In a hydroelectric power station, the height of the dam is $10m$. How many $kg$ of water must fall per second on the blades of a turbine in order to generate $1MW$of electric power?
A) ${10^3}kg{s^{ - 1}}$
B) ${10^4}kg{s^{ - 1}}$
C) ${10^5}kg{s^{ - 1}}$
D) ${10^6}kg{s^{ - 1}}$

Hint: To solve the given problem we have to consider the work done. The work done can be explained as the product of the force and the displacement. The gravitational potential energy of water will be converted into electrical energy.

Complete step by step answer:
Given, the height of the dam, $h = 10m$
Power generated,
$ \Rightarrow P = 1MW$
 $ \Rightarrow 1 \times {10^6}W$
Let us consider $m$ to be the amount of water fall per second on the blades of the turbine.
Power is a ratio of work done by time taken. That is,
${\text{power = }}\dfrac{{{\text{work done}}}}{{{\text{time}}}} = \dfrac{W}{t}$ ……………. (1)
We know that the product of force and displacement is known as work completed. That is $W = F.s$ Equation (1) then becomes,
$ \Rightarrow P = \dfrac{{F.s}}{t}$
 \[ \Rightarrow \dfrac{{mgh}}{t}\]
Where the height of the dam, which is $h$, is $s$. $Mg$ refers to the weight of water.
We can calculate the mass of water falling per second from the above equation, which is given by,
$ \Rightarrow \dfrac{m}{t} = \dfrac{P}{{gh}}$
By replacing the values we get,
$ \Rightarrow \dfrac{m}{t} = \dfrac{{1 \times {{10}^6}}}{{10 \times 10}}$
By using the arithmetic multiplication, we can multiply the denominator as the base number is same.
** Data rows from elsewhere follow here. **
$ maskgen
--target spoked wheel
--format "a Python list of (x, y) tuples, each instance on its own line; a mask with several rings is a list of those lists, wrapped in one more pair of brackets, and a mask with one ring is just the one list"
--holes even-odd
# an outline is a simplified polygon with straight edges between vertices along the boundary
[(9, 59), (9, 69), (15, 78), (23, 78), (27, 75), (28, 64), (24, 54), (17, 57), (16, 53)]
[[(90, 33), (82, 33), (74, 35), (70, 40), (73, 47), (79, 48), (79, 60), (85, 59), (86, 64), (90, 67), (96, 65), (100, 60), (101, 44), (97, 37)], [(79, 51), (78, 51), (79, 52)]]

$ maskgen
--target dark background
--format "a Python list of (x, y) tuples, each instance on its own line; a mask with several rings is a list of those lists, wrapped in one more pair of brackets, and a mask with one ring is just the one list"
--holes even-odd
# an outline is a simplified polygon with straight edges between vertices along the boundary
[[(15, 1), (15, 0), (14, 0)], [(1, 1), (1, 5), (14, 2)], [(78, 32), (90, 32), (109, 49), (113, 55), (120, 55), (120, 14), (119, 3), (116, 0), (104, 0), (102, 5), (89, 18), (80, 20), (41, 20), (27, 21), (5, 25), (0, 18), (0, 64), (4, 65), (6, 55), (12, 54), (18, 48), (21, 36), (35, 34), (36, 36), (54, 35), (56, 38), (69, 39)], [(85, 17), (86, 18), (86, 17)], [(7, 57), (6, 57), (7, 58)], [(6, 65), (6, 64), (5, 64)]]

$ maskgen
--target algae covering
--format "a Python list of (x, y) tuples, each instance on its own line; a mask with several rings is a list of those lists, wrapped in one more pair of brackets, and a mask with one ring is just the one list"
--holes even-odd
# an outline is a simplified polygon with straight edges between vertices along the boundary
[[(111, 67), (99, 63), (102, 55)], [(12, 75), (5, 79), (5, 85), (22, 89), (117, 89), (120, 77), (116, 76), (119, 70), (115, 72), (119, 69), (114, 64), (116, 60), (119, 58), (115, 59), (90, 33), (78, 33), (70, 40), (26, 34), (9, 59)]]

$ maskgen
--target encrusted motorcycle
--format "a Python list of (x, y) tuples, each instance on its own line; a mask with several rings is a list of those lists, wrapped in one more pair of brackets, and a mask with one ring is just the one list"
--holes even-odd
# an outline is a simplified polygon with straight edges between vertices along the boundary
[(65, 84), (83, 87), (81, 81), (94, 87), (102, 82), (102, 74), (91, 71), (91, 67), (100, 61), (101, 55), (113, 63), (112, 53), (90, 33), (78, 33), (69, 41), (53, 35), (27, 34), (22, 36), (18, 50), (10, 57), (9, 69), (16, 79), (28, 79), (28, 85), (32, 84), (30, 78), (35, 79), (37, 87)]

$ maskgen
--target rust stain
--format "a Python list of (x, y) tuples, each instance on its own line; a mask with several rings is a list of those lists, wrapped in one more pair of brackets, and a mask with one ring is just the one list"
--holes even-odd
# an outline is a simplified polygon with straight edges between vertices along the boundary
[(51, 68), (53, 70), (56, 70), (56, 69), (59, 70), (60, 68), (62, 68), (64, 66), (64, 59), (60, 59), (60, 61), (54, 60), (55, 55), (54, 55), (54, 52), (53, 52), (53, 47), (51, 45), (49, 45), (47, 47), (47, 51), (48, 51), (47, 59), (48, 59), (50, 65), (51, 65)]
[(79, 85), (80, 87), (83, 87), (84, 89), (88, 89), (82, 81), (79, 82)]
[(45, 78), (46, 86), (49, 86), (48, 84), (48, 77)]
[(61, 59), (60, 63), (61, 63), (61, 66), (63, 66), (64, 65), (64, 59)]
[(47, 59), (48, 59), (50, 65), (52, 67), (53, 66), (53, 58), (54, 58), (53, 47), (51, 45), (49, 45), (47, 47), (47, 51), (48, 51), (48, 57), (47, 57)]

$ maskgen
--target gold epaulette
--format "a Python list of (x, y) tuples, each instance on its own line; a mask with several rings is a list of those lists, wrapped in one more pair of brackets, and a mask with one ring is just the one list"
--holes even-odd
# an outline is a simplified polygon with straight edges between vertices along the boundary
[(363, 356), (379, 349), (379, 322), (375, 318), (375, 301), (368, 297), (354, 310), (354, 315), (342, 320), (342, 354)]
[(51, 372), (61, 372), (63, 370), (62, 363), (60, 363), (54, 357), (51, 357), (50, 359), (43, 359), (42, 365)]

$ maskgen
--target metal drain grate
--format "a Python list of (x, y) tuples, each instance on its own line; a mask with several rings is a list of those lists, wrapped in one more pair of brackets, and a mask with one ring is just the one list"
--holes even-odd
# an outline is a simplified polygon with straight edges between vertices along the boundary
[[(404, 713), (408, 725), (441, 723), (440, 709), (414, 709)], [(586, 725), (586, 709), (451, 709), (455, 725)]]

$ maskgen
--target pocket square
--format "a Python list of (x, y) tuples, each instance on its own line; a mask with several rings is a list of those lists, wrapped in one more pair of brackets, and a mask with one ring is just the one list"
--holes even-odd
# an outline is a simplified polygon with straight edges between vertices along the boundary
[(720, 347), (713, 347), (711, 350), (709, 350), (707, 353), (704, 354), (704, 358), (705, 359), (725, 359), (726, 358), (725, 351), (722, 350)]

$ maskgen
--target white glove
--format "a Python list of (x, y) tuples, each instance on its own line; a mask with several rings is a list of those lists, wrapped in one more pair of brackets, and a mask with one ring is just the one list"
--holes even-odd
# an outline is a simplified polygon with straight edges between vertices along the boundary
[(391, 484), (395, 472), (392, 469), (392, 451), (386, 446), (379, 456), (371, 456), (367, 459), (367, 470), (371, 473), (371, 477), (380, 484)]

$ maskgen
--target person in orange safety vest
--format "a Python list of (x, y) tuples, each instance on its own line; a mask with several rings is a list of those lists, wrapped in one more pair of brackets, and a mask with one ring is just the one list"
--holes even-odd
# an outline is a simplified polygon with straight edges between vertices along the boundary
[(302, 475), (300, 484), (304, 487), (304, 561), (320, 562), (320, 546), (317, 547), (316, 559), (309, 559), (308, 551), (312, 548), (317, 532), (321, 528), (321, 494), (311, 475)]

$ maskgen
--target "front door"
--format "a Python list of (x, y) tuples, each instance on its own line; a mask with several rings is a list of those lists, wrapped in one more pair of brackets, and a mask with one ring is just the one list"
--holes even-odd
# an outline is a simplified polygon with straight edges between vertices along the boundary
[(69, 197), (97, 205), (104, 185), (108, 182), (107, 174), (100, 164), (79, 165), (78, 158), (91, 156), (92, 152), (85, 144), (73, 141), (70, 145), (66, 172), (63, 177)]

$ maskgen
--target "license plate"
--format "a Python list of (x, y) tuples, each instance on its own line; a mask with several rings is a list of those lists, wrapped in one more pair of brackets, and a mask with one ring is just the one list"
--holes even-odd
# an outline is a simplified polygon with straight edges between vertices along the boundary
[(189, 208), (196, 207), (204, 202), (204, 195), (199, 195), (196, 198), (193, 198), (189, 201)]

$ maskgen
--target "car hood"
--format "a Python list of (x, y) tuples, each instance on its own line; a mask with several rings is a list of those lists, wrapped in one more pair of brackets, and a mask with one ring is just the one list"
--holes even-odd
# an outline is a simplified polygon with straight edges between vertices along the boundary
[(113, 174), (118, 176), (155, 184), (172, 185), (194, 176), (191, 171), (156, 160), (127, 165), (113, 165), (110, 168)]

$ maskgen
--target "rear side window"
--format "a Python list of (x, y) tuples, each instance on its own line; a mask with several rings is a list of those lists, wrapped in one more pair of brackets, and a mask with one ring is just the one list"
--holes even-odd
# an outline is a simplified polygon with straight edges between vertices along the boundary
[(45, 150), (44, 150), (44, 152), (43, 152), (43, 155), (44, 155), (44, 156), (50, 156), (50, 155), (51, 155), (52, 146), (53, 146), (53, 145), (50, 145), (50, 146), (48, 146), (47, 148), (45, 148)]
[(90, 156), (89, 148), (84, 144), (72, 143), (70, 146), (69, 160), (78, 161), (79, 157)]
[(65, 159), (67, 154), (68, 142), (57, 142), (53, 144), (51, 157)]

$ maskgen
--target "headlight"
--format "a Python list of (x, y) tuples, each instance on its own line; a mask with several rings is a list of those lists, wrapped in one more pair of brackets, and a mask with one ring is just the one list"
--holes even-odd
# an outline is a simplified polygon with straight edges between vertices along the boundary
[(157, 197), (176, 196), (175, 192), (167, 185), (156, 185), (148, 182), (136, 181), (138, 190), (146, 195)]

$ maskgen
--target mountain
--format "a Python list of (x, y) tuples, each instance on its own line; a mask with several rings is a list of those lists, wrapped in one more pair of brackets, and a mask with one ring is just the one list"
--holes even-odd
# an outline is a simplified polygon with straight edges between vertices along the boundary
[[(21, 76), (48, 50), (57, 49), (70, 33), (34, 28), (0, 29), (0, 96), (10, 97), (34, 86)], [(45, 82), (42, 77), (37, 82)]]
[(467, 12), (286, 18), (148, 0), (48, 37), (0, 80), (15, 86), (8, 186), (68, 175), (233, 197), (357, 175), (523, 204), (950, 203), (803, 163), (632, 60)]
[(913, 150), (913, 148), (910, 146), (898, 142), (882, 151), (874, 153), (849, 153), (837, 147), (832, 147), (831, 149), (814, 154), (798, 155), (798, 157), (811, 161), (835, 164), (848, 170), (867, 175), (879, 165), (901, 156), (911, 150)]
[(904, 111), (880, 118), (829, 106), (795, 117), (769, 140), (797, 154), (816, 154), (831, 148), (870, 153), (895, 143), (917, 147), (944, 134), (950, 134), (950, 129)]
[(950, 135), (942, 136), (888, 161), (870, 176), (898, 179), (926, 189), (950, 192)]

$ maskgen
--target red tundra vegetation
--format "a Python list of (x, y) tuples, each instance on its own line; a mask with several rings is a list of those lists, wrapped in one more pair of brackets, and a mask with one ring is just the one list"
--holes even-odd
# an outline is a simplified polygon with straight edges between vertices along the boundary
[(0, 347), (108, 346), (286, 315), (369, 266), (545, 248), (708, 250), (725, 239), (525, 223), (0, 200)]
We get,
$ \Rightarrow \dfrac{m}{t} = \dfrac{{1 \times {{10}^6}}}{{{{10}^2}}}$
 $\therefore {10^4}kg{s^{ - 1}}$
Thus, ${10^4}kg$ of water must fall per second on the blades to generate $1MW$ of electric power.
$\therefore $ Correct option is (B).

Note: Power is defined as the rate of time at which work is carried out or energy is transferred. If $W$ is the sum of work completed in a time $t$, then the ratio of the work done $W$ to the total time t gives the average power $P$.
That is, power$P = \dfrac{W}{t}$
Here, the SI unit of work done is joule and time in second.
Therefore, unit of power will be,
Joule per second or $J{s^{ - 1}}$ which can be written as \[Watt\left( W \right)\].
Different types of units of power.
If one $joule$ per second of work is completed, the output is one $watt$.
\[{\text{1watt}}\left( {\text{W}} \right){\text{ = 1}}\dfrac{{{\text{joule}}}}{{{\text{second}}}}\]
\[1kilowatt\left( {kW} \right){\text{ }} = 1000watt\]
\[1megawatt\left( {MW} \right) = {10^6}watt\]
\[1horsepower\left( {HP} \right) = 746watts\]
Power is also referred to as the dot product of force and velocity.Power which has only magnitude and no direction.